I've been thinking a lot this week about the rather terrifying arithmetic behind the climate breakdown. As usual, Magiamma's fantastic weekly summary prompted a great discussion and I found myself responding to a just question from Cassiodorus with a longer comment than my usual terse drive by missives.
How do they sift the whole of Earth's atmosphere
to remove CO2 from it? And how much energy does that take?
Now, of course carbon capture math makes no sense, given our current economic system. There is no market for CO2 once you get past a few niches like greenhouses. None.
In fact, rarely do I see anyone with a grip on the scale of the problem. In the comments I saw the old saw about a “Manhattan Project” but as someone once remarked, that is a science project and what we really need is the same effort that went into WWII for about 14 years with everyone on the same side.
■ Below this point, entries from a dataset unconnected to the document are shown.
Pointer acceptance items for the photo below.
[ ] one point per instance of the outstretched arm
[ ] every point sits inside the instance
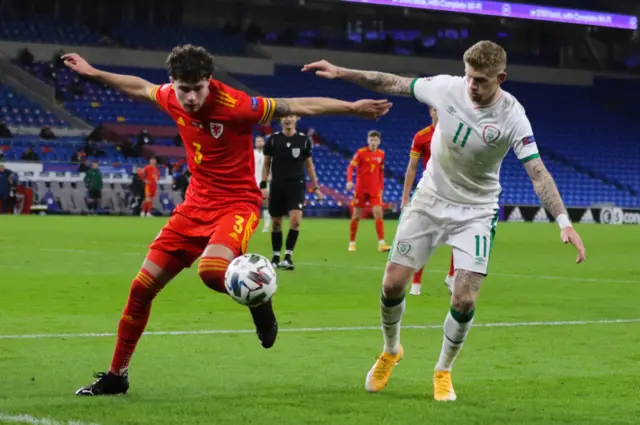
(133, 86)
(314, 106)
(380, 82)
(545, 187)
(550, 198)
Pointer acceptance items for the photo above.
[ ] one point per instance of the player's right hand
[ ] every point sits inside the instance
(371, 109)
(323, 69)
(78, 64)
(569, 235)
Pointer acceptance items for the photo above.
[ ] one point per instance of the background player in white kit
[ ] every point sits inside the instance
(456, 202)
(258, 156)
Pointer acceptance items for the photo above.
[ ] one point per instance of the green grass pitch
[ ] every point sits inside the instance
(565, 348)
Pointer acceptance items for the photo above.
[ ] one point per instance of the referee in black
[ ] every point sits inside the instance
(286, 155)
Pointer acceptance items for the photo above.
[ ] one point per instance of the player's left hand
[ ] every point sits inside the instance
(569, 235)
(323, 69)
(371, 109)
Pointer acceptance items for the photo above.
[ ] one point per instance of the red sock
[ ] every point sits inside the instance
(354, 229)
(134, 319)
(452, 269)
(380, 229)
(212, 270)
(146, 207)
(417, 276)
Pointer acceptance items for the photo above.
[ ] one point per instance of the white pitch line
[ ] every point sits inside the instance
(359, 267)
(518, 276)
(328, 329)
(28, 419)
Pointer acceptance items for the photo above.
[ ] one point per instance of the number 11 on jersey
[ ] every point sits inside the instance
(466, 135)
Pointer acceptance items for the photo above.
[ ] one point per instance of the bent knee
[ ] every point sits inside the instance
(463, 303)
(395, 280)
(212, 275)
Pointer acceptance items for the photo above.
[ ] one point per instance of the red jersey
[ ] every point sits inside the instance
(421, 146)
(219, 143)
(369, 168)
(150, 175)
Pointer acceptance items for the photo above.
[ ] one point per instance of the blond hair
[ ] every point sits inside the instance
(487, 56)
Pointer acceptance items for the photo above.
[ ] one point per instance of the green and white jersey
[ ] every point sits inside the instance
(470, 142)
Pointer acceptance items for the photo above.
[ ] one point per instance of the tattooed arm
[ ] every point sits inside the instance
(545, 187)
(380, 82)
(314, 106)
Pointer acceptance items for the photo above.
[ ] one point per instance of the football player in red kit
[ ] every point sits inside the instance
(150, 176)
(369, 165)
(222, 205)
(421, 148)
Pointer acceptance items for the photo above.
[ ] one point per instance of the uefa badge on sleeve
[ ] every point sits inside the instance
(216, 129)
(404, 248)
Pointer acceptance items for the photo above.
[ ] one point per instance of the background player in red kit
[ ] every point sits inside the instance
(369, 165)
(150, 176)
(421, 148)
(222, 204)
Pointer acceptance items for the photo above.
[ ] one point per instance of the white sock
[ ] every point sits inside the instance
(391, 317)
(267, 218)
(454, 335)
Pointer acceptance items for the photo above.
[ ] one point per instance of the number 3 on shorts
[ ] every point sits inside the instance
(197, 156)
(482, 243)
(239, 224)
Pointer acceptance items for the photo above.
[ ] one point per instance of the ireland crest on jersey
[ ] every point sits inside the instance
(490, 134)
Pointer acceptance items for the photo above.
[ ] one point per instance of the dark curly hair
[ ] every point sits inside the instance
(190, 64)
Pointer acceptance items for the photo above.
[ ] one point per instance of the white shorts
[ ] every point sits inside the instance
(429, 222)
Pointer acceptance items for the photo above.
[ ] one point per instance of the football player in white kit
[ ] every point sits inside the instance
(456, 203)
(258, 156)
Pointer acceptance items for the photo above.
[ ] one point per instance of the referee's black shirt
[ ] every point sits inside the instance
(288, 154)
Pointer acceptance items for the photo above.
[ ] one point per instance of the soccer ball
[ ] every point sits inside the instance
(251, 280)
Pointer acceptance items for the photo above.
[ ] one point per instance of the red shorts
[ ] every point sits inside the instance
(361, 198)
(150, 190)
(190, 230)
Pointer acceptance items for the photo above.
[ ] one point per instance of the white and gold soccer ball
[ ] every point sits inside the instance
(251, 280)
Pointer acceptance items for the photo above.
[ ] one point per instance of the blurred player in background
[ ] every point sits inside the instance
(369, 165)
(222, 206)
(421, 148)
(258, 155)
(150, 175)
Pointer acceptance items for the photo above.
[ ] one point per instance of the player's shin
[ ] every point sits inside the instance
(292, 238)
(353, 230)
(380, 230)
(212, 270)
(456, 328)
(392, 305)
(276, 242)
(144, 289)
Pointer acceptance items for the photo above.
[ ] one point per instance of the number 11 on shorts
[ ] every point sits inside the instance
(481, 242)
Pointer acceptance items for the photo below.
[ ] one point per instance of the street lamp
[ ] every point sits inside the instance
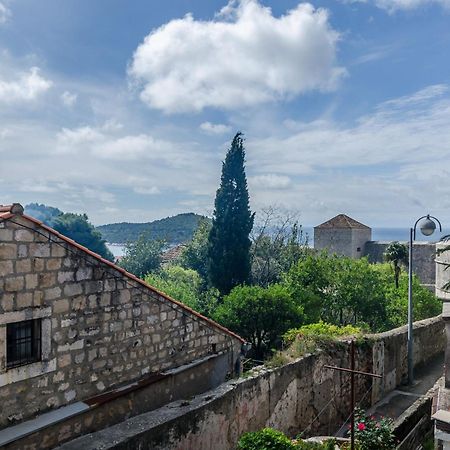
(427, 227)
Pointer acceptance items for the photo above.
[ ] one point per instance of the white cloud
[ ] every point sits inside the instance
(244, 59)
(28, 87)
(270, 181)
(396, 5)
(68, 98)
(215, 128)
(152, 190)
(5, 13)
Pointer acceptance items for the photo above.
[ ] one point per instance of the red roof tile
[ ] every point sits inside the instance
(342, 221)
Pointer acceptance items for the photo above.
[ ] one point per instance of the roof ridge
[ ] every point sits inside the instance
(133, 277)
(342, 221)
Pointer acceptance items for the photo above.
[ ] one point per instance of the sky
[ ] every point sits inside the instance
(125, 110)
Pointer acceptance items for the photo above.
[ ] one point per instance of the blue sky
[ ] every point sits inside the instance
(124, 110)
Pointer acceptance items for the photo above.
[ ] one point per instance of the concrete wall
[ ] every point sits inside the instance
(342, 241)
(424, 254)
(100, 328)
(288, 398)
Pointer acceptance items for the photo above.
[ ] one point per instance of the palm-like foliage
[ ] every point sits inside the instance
(397, 254)
(447, 266)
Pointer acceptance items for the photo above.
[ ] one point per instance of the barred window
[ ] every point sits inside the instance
(23, 343)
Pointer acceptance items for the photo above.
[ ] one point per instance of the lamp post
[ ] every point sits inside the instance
(427, 228)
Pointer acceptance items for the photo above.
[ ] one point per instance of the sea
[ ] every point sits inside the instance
(378, 234)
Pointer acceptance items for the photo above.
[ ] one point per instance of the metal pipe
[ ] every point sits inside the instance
(352, 387)
(410, 310)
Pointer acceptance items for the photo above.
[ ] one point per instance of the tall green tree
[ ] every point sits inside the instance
(78, 228)
(228, 242)
(447, 266)
(397, 254)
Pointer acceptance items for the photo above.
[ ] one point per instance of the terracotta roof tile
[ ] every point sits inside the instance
(342, 221)
(6, 212)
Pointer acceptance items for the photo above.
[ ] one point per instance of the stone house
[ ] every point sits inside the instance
(74, 326)
(342, 235)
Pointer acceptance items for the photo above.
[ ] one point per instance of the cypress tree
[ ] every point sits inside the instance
(228, 241)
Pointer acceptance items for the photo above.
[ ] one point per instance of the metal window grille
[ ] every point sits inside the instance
(23, 343)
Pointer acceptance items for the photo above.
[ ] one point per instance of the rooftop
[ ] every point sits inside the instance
(342, 221)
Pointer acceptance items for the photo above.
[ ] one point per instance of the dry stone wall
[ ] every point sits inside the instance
(100, 328)
(302, 396)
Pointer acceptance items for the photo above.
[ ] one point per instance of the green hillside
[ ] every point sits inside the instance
(174, 230)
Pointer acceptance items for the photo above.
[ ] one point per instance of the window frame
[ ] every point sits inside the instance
(23, 343)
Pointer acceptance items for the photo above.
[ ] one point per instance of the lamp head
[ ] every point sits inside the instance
(427, 226)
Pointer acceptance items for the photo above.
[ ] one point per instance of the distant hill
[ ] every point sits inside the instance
(174, 230)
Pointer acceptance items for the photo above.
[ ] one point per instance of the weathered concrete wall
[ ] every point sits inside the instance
(288, 398)
(100, 328)
(342, 241)
(424, 254)
(181, 383)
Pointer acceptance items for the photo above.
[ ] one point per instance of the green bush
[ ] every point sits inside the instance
(259, 315)
(373, 434)
(265, 439)
(270, 439)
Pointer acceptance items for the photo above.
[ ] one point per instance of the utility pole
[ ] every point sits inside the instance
(352, 372)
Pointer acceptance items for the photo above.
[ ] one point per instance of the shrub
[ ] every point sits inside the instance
(373, 434)
(265, 439)
(270, 439)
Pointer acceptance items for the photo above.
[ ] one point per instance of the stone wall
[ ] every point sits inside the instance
(302, 396)
(424, 254)
(342, 241)
(100, 328)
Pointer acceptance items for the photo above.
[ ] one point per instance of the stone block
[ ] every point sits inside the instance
(46, 279)
(53, 263)
(6, 235)
(24, 300)
(8, 251)
(38, 297)
(24, 236)
(6, 268)
(31, 281)
(73, 289)
(64, 360)
(23, 265)
(7, 302)
(38, 264)
(65, 276)
(53, 293)
(40, 250)
(83, 273)
(61, 306)
(58, 251)
(22, 251)
(14, 284)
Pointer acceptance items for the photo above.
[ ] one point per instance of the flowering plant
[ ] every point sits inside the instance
(373, 434)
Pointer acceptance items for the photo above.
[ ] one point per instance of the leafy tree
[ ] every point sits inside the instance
(186, 286)
(277, 244)
(397, 254)
(260, 315)
(142, 256)
(78, 228)
(44, 213)
(338, 290)
(425, 302)
(195, 254)
(228, 242)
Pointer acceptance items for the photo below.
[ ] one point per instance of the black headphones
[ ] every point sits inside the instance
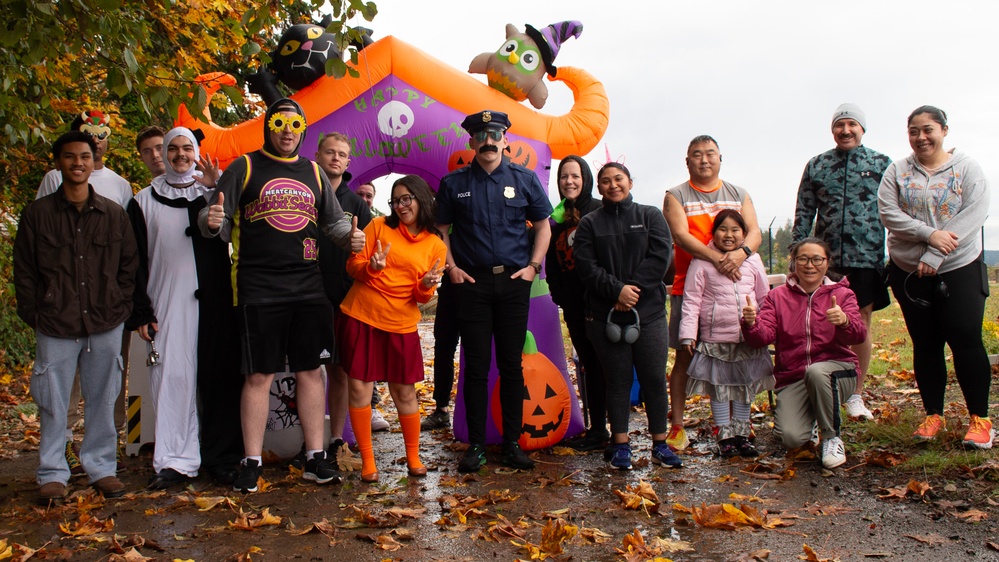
(940, 288)
(628, 333)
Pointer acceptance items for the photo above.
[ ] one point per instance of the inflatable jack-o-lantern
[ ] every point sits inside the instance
(547, 406)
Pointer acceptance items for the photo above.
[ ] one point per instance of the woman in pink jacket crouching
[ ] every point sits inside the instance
(812, 322)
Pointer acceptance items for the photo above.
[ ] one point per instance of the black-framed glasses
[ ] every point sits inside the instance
(816, 260)
(495, 134)
(401, 201)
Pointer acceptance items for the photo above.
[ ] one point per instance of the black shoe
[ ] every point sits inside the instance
(515, 457)
(249, 472)
(746, 448)
(223, 474)
(728, 448)
(167, 478)
(609, 451)
(474, 459)
(591, 441)
(437, 420)
(318, 470)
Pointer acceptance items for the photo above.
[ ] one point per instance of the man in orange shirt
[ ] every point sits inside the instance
(690, 209)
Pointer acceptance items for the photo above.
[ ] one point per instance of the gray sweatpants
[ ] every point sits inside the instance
(622, 361)
(815, 398)
(56, 361)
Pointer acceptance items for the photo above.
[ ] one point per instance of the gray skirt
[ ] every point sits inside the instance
(730, 371)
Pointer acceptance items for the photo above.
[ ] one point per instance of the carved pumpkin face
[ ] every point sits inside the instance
(547, 406)
(460, 159)
(523, 154)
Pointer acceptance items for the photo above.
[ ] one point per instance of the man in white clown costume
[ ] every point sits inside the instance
(183, 301)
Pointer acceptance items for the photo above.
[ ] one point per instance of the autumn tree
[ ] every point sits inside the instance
(135, 60)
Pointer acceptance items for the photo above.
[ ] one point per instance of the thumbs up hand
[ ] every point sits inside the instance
(749, 312)
(835, 314)
(356, 237)
(216, 213)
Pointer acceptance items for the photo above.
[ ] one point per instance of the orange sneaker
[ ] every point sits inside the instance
(930, 427)
(980, 433)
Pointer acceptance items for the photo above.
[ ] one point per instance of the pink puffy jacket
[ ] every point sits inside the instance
(795, 322)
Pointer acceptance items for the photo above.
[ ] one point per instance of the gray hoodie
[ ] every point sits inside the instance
(913, 204)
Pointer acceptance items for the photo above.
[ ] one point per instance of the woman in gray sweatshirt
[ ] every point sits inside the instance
(934, 204)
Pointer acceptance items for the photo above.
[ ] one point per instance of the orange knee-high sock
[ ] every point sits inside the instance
(411, 436)
(360, 422)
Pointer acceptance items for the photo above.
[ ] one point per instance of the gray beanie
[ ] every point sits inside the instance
(851, 111)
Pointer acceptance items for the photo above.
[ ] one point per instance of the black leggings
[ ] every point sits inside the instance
(954, 319)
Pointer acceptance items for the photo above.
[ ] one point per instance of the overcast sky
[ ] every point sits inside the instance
(761, 77)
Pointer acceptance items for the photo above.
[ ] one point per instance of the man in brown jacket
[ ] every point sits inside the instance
(74, 271)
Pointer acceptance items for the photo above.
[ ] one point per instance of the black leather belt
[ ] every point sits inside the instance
(494, 270)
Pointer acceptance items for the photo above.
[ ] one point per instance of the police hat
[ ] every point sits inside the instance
(485, 120)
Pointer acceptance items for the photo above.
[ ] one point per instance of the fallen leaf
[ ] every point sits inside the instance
(896, 492)
(86, 525)
(918, 487)
(972, 515)
(209, 503)
(250, 521)
(554, 533)
(884, 459)
(931, 538)
(384, 542)
(811, 556)
(131, 555)
(594, 535)
(412, 513)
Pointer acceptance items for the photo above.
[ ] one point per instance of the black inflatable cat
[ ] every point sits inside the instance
(299, 59)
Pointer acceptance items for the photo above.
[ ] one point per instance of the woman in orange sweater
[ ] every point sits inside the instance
(377, 331)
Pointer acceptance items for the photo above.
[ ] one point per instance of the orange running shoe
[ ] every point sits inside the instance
(980, 433)
(929, 428)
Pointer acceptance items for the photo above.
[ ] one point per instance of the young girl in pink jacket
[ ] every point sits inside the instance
(724, 367)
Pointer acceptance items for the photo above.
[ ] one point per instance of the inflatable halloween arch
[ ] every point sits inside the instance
(402, 114)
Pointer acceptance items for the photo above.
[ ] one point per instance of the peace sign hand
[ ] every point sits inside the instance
(378, 258)
(433, 276)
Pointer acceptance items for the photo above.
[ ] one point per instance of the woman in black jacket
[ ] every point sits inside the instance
(575, 185)
(622, 252)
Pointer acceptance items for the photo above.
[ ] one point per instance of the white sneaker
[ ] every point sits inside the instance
(378, 422)
(833, 452)
(855, 408)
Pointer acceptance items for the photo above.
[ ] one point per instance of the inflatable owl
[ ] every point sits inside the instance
(517, 68)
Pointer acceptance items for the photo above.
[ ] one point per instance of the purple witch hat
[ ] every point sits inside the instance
(550, 38)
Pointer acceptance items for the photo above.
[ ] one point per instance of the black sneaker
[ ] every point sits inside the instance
(515, 457)
(249, 472)
(747, 449)
(437, 420)
(592, 441)
(318, 470)
(474, 459)
(728, 448)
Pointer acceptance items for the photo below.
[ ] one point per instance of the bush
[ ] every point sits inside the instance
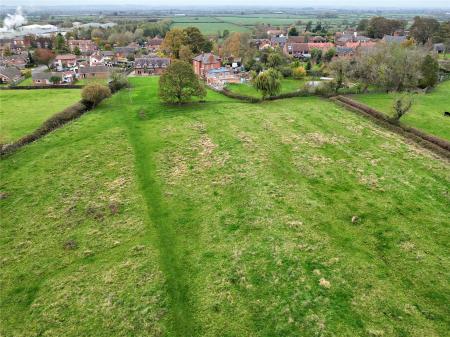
(94, 93)
(286, 71)
(299, 73)
(118, 81)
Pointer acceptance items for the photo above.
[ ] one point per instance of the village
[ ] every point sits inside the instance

I’m not fan of Ted talks, but the late David Mackay gives a bit of the flavor. And Brett Victor has a web site with some excellent graphics that help get the point across. The numbers are big and the answer to do we need to do X or Y is basically "Yes".
The other day I was at a statistics seminar at the University of Washington, where the guy who built the U.N.'s new Bayesian carbon forecasting model was describing it and taking us through some implications. There are basically three components of carbon Impact: Population, Affluence and Technology (the IPAT equation). It is often said that the problem we have is population growth but according to the model, population only accounts for about 2% of the variance in CO2 projections for 2100. The variance from the other two are about equal.
One surprising result about population growth is that he expects Africa to generate about 75% of the population growth but only 6% of the carbon impact. So population is not the problem in the short term - at least for carbon pollution - and we can't really change that trajectory very quickly without unimaginable levels of violence.
So our only real choices are to reduce per capita GDP or increase the carbon efficiency of that GDP generation. Personally I think we need to do both starting about 10 years ago. But there is no way this can happen as society is currently structured. This is what the numbers are telling us.
I just finished Debt: The First 5000 Years and one thing that gives me hope is the anthropological insight that the current economic order is not the only one humans have used at scale. We are not naturally as predatory as the Libertarians would have us believe, but how long does a change like that take?
Cass finished with the real political problem:
And here's a vital question: are the oil companies to go on their merry ways?
Societies faced with extinction can often do incredible things, including reshaping their economies. They can also ignore the problem and disappear. But we are that society. So get out there and make some noise.